The models constructed by Cisne show that the number of Bede manuscripts grows exponentially as they are copied, similar to a population of living organisms. "The more individuals there are, the faster the population can grow," Cisne said.
The rate of growth slows as the population reaches its carrying capacity. For living organisms, this would be largely the result of increased competition for resources. For manuscripts, it is the demand for the manuscript and its rate of destruction.

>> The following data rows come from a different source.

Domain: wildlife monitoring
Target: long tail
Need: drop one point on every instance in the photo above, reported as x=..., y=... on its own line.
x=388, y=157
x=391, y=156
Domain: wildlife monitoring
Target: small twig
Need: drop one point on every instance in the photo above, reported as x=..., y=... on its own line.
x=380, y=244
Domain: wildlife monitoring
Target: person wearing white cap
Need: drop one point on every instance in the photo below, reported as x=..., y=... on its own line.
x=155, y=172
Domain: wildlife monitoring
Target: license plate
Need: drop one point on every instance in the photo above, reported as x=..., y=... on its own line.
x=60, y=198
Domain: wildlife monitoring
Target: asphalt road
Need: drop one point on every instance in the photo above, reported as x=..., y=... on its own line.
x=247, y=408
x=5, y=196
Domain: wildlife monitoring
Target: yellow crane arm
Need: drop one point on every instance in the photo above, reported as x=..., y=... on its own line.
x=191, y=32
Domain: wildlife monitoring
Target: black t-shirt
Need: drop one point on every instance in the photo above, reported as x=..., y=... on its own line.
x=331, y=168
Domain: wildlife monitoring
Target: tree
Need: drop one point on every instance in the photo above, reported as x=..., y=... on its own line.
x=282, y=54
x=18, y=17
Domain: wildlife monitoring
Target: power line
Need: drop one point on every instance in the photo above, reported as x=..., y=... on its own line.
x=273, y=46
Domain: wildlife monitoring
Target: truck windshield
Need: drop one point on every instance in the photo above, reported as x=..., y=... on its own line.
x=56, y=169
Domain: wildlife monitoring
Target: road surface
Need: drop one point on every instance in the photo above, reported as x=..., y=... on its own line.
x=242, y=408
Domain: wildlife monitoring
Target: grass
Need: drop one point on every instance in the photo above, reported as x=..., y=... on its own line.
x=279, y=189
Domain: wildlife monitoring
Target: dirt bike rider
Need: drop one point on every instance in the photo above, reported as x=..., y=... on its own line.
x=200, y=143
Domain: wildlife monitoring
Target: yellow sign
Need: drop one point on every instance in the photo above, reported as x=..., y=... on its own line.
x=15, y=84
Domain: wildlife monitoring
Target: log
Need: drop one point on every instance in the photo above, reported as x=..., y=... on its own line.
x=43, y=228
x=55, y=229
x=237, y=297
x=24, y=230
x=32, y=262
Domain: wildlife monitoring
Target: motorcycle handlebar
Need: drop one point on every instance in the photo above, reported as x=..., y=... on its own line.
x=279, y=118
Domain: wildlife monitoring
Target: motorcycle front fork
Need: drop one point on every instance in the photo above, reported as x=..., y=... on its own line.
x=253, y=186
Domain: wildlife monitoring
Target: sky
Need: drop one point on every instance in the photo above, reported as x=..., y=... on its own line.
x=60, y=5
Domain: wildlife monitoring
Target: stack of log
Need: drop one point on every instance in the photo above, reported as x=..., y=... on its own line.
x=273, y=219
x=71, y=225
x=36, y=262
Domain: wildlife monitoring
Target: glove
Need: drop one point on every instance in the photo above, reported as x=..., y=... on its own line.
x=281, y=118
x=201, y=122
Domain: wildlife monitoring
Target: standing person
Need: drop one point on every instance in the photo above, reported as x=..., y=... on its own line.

According to Cisne's calculations, the number of surviving Bede manuscripts is close to two in seven. The data suggests that the percentage of manuscripts that survived from antiquity and the Middle Ages could be higher than previously thought.
Families of Texts
As a paleographer and historian of medieval medicine, Eliza Glaze, the co-author of an accompanying commentary in Science, says the new approach will inspire manuscript scholars to look at their work in a new light.
"This is an example of a brilliant paleontologist, who has discovered a whole new range of possibilities for using the models he's already familiar with," said Glaze, who is an assistant professor of medieval history at Coastal Carolina University in Conway, South Carolina.
"None of the textual historians have done this yet," she said. "We tend to look at individual manuscripts and what happened to them in particular circumstances. We don't usually think of the texts as populations, though we do speak of them as belonging to families, based upon their content."
Glaze stresses, however, that textual scholars focus on the quality of the text conveyed by each manuscript, rather than the quantity of texts available.
From Papyrus to Parchment
The leap from papyrus to parchment in late antiquity was one crucial element in the survival of ancient scientific texts in Europe.
"Other factors determining their survival included their availability in a familiar language, like Latin rather than Greek, the level of their practical utility, the clarity of their script, and cultural factors like the popularity or appeal of their content," Glaze said.
Cisne, the study author, also calculates the ultimate probability of survival for a textthe likelihood that sometime in the future there will be at least one copy surviving. "The number [that] one comes up with for that is somewhere around 90 to 95 percent," he said.
That, he says, means we probably have a better selection of the texts that were actually available in the Middle Ages than previously thought. "We probably know about most of the works that were at all popular," Cisne said.
Glaze, however, bemoans the complete loss of some important medical texts, which are known only by title or references that survive in the writings of other authors.
"We'd give just about anything to have those texts back again," she said. "As it is, fragmentary quotations of lost texts, like the isolated bones of extinct and unknown species, are sometimes all that survive."